HK home prices look immune to protests

Hong Kong’s protests are damping real estate activity, spurring speculation of a long-overdue tumble in the city’s notoriously expensive housing market. Prices are likely to prove more resilient than some expect.
Home transactions have dropped by more than half from this year’s peak in May, before the unrest began, to 3,447 in September and 4,001 last month, figures from the Hong Kong Land Registry show. While the series is volatile, that’s about a fifth below the average number of monthly sales in the past five years. Amid worsening violence in November, the number of transactions in 15 housing estates tracked by Midland Realty International Ltd. slumped 78% last weekend from a month earlier.
With tear gas and transport disruptions an almost daily occurrence across multiple districts, it’s hardly surprising that potential home buyers have been deterred from viewing apartments. Yet a widely followed index of prices compiled by Centaline Property Agency Ltd. has slipped only 4.4% from its high in June. The gauge has actually risen in past two weeks.
Three key factors combine to mitigate against a crash in what is regularly ranked as the world’s least affordable housing market: low interest rates, inadequate supply, and high levels of equity.
Financing remains cheap. Hong Kong’s one-month interbank rate, against which most mortgages are priced, has risen sharply in November, to 2.53% from an average of 1.72% in October. That’s still relatively low on a longer-term perspective, though. One-month Hibor was above 5% in 2007 and peaked at more than 20% in 1998 during the Asian financial crisis, when property prices crashed.

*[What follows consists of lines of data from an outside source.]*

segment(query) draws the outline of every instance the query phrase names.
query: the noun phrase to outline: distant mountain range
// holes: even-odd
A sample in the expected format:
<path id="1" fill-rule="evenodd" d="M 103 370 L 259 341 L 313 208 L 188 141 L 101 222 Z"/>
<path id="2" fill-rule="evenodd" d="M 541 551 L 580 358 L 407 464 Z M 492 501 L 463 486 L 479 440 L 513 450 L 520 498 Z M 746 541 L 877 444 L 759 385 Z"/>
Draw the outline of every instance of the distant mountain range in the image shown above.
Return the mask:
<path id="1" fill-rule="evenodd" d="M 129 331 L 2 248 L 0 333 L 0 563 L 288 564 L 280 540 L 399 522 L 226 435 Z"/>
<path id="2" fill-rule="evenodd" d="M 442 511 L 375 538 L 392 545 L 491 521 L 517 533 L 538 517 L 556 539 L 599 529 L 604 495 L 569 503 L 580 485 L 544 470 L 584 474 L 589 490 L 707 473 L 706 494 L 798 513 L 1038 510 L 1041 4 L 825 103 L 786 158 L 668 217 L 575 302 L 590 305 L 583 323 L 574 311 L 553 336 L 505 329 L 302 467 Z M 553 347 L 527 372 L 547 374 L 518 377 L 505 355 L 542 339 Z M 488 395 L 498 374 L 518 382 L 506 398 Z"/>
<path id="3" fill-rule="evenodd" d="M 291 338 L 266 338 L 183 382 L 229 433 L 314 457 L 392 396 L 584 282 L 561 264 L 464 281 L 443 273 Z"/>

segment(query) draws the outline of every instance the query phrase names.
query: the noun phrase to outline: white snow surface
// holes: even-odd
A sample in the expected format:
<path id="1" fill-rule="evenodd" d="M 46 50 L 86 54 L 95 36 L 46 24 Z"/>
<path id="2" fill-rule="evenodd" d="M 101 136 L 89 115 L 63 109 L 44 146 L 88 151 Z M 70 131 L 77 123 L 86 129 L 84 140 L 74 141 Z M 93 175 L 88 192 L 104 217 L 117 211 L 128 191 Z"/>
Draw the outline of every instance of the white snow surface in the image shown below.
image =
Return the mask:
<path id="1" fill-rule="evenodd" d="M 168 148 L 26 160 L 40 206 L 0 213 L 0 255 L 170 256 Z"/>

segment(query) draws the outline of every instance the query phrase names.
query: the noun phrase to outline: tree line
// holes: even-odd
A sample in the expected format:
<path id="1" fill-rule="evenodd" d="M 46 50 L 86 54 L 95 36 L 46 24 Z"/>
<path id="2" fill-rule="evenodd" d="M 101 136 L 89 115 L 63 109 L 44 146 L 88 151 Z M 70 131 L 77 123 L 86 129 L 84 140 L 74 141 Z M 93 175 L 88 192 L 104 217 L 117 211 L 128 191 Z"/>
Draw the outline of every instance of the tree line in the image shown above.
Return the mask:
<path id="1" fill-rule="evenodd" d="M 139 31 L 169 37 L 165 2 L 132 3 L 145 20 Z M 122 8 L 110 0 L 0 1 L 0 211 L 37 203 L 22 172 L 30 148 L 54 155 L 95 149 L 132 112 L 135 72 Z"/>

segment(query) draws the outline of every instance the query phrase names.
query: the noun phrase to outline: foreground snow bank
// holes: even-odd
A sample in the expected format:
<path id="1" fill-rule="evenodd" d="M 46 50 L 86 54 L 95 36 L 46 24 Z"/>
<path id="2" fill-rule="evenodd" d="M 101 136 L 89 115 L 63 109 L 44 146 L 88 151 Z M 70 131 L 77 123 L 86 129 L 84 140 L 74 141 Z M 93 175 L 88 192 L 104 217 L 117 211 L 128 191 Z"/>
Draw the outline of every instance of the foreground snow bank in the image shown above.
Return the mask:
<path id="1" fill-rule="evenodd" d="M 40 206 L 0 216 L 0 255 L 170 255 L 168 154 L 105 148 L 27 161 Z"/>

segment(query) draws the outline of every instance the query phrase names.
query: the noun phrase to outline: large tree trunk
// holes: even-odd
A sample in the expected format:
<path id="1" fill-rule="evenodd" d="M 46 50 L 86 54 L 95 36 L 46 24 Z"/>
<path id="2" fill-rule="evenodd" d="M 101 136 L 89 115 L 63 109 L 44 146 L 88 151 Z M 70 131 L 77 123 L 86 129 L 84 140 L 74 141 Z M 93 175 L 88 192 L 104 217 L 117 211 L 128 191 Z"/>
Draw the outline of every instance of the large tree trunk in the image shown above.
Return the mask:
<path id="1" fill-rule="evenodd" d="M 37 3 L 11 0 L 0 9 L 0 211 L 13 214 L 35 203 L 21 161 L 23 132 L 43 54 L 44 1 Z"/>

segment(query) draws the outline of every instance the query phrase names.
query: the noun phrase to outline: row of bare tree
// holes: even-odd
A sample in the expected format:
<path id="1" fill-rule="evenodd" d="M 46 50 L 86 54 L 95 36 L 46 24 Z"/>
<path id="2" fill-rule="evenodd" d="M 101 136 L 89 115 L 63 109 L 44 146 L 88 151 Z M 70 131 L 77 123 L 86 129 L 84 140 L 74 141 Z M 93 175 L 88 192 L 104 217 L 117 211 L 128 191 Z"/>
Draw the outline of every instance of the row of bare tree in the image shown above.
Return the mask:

Moreover, many mortgages have a cap that’s determined by banks’ prime lending rates. HSBC Holdings Plc, the city’s biggest bank, reduced its prime rate last month for the first time in 11 years, by 12.5 basis points to 5%. That followed a cut in the Hong Kong Monetary Authority’s base rate. Hong Kong interest rates track those in the US because of the local currency’s peg to the dollar; the Federal Reserve has lowered its target three times since July.
Meanwhile, supply remains constrained. Hong Kong Chief Executive Carrie Lam has announced programs to boost construction of public housing, but these won’t bear fruit for years. Hong Kong has a 10-year supply target of 450,000 homes. Even if achieved, that goal is 10% less than projected demand, according to Bloomberg intelligence analyst.
The third pillar of support is relatively low leverage. Hong Kong home buyers have been forced to finance purchases with an increasing amount of equity as prices have climbed. The loan-to-value ratio for new mortgages dropped to 46% in September, from a peak of 69% in 2002, according to data from the Hong Kong Monetary Authority.
While low leverage won’t prevent prices from falling, it makes it harder for home owners to fall into negative equity and limits the risk of a self-perpetuating downward spiral of selling. Higher down payments make speculation more expensive and encourage owners to hang on to their real estate even in bad times.